Still fresh in the public's memory, for instance, is the charge leveled against suspended Philippine National Police Chief, general Roberto Lastimoso, of coddling a drug trafficker. A police superintendent has also been accused of receiving $1250 dollars in exchange for the release of two foreign drug traffickers.

In the few times drug dealers are caught and charged, some get away with motions for suspended trial and for rehabilitation from courts, so that they spend time in treatment centers rather than behind bars. Philippine President Joseph Estrada has admitted that the masterminds are hard to go after because they are rich and influential, and with many friends ''even in government''. CIW superintendent Rachel Ruelo herself notes: ''So many persons convicted of drug crimes belong to the lowest level of our society - illiterates, the poor. They are in prison because they could not hire good lawyers for their defense.''

At the same time, critics say there seems to be a problem with the law itself, and with the way the courts are interpreting it. The mandatory sentencing under drug laws has almost always guaranteed disproportionate sentences for many minor drug offenders. With penalties based solely on the amount of the drug possessed or sold, a one-time courier with a marginal role in transactions is treated no different from a manager of a major drug distribution network.

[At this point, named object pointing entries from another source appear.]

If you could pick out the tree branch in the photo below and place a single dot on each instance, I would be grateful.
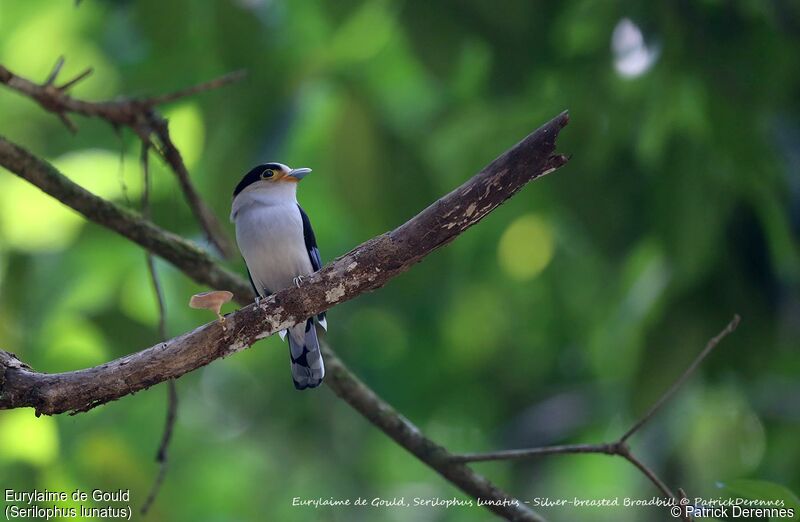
(620, 446)
(139, 115)
(367, 267)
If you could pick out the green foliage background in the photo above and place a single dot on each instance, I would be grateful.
(558, 319)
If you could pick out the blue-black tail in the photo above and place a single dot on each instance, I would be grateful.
(308, 369)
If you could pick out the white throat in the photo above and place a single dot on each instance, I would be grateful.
(264, 193)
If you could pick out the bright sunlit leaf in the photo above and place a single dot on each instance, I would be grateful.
(526, 247)
(187, 130)
(72, 342)
(27, 438)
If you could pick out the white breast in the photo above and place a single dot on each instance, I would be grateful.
(270, 237)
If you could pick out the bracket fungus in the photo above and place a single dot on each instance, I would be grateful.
(211, 301)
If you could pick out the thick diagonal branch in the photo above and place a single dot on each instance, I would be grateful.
(435, 226)
(367, 267)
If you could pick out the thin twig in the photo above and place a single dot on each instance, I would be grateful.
(712, 343)
(608, 449)
(172, 393)
(139, 115)
(54, 73)
(216, 83)
(620, 447)
(85, 74)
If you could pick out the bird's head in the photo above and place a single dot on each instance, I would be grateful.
(270, 176)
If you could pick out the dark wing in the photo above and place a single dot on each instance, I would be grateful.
(311, 247)
(311, 241)
(250, 277)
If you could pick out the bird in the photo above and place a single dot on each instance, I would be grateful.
(275, 238)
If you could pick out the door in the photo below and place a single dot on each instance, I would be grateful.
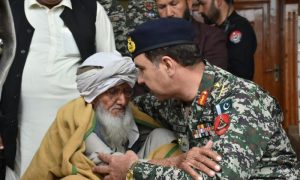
(275, 60)
(268, 67)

Sentences for drug felonies have also gone beyond the prescribed limits stipulated in the dangerous drugs act. They now range from a minimum of life imprisonment to the maximum penalty of death. In the last five years, four women drug offenders have been sentenced to die by lethal injection. (The death sentence of drug trafficker Josefina Esparas, though, was commuted by Estrada, saving her from her scheduled execution on October 20.)

Short of the death penalty, what critics call ''excessive'' sentences have been meted out to many others, including a 52-year-old mother of three, who was sentenced to life imprisonment in 1997 and ordered to pay a fine of $7,500 for selling 18 grams of dried marijuana leaves. This amount is equivalent to about one-and-a-quarter sachets of instant coffee preparations.

Anti-drug campaigners may argue that the harshness of drug laws is minimized by measures that make it possible for offenders with indeterminate penalties not to serve their maximum sentences. But a presidential directive issued in 1997 suspended the processing of all cases on drug convictions.

Proposed bills in Congress are seeking to do even more than existing laws. One measure, for instance, seeks to institute a new Dangerous Drugs Act that reduces the amount of illegal drugs penalized with life imprisonment to death. But human rights lawyer Jose Manuel Diokno says: ''No matter how much rhetoric they give about stopping the drug menace, you have government coddling syndicates, nothing will happen.''

He argues instead for a system similar to those in European countries such as the Netherlands or the United Kingdom. ''They look at drug addiction as a disease, not a crime,'' he says. ''And the criminal in their systems is the syndicate. All their resources - from the prosecution to the police - do not go anymore to catching the user or even the small-time pusher, but to stopping the syndicates.''

Philippine drug laws and enforcement programs are modelled after those of the United States, considered the capital of drug consumption. According to Human Rights Watch, the US is where human rights violations in the name of drug control are most starkly displayed.